Monday, April 23, 2018

Assignment as a Form of Security under Omani Law

There are a number of different ways in which lenders in Oman can take security over a borrower’s assets so as to help ensure repayment of a loan. These include mortgages over land, commercial mortgages, pledges over shares or bank accounts, and various different types of assignment. Lenders should be aware, however, of the restrictions under Oman law that might affect the nature and enforceability of the available forms of security.
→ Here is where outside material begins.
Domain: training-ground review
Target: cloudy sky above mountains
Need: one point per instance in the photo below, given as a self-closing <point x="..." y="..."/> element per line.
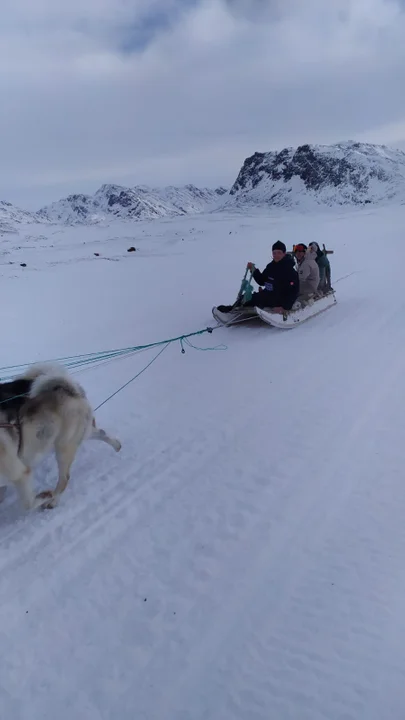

Assignment of rights under Oman law 
Neither the assignment of rights nor the assignment of debts (or obligations) had been expressly regulated in Oman until the introduction of the Civil Transactions Law by Sultani Decree 29/2013 (the “Code”). The Code now has provisions governing the assignment of debts, but it still does not address the assignment of rights directly, nor does it set out the requirements for such an assignment. 

While the requirements for the assignment of debts are clear under the Code, care must be taken when attempting to assign rights by way of security - and special caution is required when considering the creation of security by way of a purported conditional assignment.

In practice, the assignment of contractual rights is recognised in Oman - based on current commercial custom and comparative law - subject to the terms and conditions of an assignment agreement entered into between the assignor and the assignee, and provided the assignor notifies the debtor of the assignment.

As assignee, the lender should, as a matter of best practice, obtain from the debtor an acknowledgement of the assignment in order to perfect the assignment as a contractual arrangement. 

Lenders should note that Oman law does not recognise an assignment as true security, so the assignment need not, indeed cannot, be registered. Accordingly, an assignment of rights will not give a creditor security that can be enforced against other creditors. The assignment is only enforceable against the assignor in contract, and the assignee will rank only as an unsecured creditor in the event of the assignor’s bankruptcy.

Conditional assignment 
Under Oman law an assignment must be absolute. Full legal ownership is transferred to the assignee on the effective date of the assignment. A conditional assignment - whereby the secured asset would be transferred to the creditor only in the event of a default by the assignor - might be respected as between the contracting parties, but would be unenforceable against third parties in the event the condition, i.e., default on the obligation secured by the assignment, had not yet been fulfilled. 

Lenders should beware the possibility that, in such circumstances, there is at least a theoretical risk that the Oman courts could consider a conditional assignment agreement to be void, notwithstanding the intention of the parties, because its effect would be to transfer title to the secured asset to the creditor before the debt is due to be repaid.